Definition df-prstc 49375

Description: Definition of the function converting a preordered set to a category. Justified by prsthinc 49298.

This definition is somewhat arbitrary. Example 3.3(4.d) of [Adamek] p. 24 demonstrates an alternate definition with pairwise disjoint hom-sets. The behavior of the function is defined entirely, up to isomorphism (thincciso 49287), by prstcnid 49378, prstchom 49387, and prstcthin 49386. Other important properties include prstcbas 49379, prstcleval 49380, prstcle 49381, prstcocval 49382, prstcoc 49383, prstchom2 49388, and prstcprs 49385. Use those instead.

Note that the defining property prstchom 49387 is equivalent to prstchom2 49388 given prstcthin 49386. See thincn0eu 49265 for justification.

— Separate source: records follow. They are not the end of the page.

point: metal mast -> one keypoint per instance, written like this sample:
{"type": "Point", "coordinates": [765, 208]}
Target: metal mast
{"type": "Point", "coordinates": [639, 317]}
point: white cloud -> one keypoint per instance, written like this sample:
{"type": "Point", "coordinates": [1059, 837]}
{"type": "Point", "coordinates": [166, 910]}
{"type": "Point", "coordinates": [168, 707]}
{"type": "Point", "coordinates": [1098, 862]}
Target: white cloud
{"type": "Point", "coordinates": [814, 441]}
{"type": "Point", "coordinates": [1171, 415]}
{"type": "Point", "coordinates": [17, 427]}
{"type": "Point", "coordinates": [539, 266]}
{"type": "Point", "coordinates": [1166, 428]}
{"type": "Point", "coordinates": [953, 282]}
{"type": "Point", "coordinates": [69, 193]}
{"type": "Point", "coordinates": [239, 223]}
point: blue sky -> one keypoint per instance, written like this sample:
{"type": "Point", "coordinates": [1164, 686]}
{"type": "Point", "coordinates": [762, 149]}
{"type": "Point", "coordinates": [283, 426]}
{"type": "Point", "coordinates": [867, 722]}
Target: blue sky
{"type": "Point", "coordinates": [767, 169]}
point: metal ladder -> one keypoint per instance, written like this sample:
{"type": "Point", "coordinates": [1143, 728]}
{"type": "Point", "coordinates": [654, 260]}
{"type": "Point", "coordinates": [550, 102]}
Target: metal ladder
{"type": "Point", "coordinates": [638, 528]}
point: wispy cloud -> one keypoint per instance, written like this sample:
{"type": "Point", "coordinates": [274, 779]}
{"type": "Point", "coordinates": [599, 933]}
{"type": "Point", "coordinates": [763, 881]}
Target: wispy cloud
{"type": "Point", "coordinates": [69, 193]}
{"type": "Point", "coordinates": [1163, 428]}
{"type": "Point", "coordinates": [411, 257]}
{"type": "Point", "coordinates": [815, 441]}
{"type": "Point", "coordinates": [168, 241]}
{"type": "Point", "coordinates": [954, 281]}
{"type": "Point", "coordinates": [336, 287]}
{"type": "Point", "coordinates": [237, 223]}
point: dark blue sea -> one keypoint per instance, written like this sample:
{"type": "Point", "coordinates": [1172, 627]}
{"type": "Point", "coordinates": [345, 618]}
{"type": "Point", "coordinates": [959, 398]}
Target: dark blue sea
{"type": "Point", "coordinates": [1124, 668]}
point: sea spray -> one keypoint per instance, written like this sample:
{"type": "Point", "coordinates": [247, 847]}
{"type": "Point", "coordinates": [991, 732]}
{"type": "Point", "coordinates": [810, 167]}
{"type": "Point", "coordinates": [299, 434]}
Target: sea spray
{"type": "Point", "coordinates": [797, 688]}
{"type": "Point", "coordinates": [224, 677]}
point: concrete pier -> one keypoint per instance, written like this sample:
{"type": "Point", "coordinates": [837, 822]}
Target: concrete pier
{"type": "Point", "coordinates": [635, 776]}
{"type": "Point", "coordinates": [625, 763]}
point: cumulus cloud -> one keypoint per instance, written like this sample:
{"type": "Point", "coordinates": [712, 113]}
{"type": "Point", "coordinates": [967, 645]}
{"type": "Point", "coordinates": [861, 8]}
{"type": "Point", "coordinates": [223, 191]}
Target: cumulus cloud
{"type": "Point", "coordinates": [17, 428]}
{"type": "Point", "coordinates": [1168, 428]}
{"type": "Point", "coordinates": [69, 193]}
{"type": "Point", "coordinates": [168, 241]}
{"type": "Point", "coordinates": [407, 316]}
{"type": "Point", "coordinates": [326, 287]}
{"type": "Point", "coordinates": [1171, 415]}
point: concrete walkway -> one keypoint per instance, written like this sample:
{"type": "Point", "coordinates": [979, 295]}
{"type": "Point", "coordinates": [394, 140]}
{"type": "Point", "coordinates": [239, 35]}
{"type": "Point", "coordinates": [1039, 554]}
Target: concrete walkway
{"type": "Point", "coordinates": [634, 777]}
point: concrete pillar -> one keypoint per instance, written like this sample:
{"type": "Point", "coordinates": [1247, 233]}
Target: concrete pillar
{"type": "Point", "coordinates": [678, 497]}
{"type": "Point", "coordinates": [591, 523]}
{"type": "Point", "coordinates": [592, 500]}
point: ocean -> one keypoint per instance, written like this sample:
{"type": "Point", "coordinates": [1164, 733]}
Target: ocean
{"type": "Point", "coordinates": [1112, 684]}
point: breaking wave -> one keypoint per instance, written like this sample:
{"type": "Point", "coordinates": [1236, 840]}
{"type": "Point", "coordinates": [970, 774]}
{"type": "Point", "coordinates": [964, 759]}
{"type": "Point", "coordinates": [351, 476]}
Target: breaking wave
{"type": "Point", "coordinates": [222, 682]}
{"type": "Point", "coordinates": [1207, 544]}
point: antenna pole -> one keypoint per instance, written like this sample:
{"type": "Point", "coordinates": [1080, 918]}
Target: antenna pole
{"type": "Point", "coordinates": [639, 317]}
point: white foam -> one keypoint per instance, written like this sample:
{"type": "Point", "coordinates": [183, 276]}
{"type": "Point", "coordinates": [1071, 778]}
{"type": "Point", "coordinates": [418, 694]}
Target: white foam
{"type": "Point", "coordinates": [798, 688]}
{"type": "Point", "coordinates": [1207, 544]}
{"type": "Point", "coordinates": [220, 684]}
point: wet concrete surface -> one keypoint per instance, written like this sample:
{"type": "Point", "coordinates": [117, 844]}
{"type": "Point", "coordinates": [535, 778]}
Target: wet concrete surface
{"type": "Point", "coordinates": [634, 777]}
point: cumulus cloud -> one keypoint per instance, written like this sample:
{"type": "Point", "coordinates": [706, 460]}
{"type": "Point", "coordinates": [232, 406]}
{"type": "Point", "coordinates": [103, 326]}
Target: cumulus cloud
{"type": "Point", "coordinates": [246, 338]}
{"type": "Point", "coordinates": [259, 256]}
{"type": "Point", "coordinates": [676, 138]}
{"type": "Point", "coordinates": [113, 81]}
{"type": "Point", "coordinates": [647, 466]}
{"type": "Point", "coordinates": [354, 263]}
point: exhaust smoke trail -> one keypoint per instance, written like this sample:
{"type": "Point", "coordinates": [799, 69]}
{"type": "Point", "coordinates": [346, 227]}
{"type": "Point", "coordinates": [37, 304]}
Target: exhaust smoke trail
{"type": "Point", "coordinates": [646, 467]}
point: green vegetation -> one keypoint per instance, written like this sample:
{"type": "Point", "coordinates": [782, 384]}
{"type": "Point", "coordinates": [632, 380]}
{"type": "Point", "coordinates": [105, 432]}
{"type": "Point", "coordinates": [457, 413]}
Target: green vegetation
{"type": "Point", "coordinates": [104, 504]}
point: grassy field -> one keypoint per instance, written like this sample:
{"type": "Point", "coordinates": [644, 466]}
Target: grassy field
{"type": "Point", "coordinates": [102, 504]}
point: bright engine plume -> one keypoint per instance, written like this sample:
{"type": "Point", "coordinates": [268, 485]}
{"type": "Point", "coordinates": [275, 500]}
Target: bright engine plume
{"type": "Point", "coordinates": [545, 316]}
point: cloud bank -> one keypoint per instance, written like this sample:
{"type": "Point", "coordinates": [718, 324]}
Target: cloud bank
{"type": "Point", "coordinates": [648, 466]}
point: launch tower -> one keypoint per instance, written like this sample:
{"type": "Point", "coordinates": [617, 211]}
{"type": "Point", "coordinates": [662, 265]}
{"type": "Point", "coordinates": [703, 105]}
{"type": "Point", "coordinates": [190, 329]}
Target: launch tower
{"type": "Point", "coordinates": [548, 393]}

"ProsetToCat" was taken instead of "ProsetCat" because the latter might mean the category of preordered sets (classes). However, "ProsetToCat" seems too long. (Contributed by Zhi Wang, 20-Sep-2024.) (New usage is discouraged.)

Assertion

Ref	Expression
df-prstc	⊢ ProsetToCat = (𝑘 ∈ Proset ↦ ((𝑘 sSet ⟨(Hom ‘ndx), ((le‘𝑘) × {1o})⟩) sSet ⟨(comp‘ndx), ∅⟩))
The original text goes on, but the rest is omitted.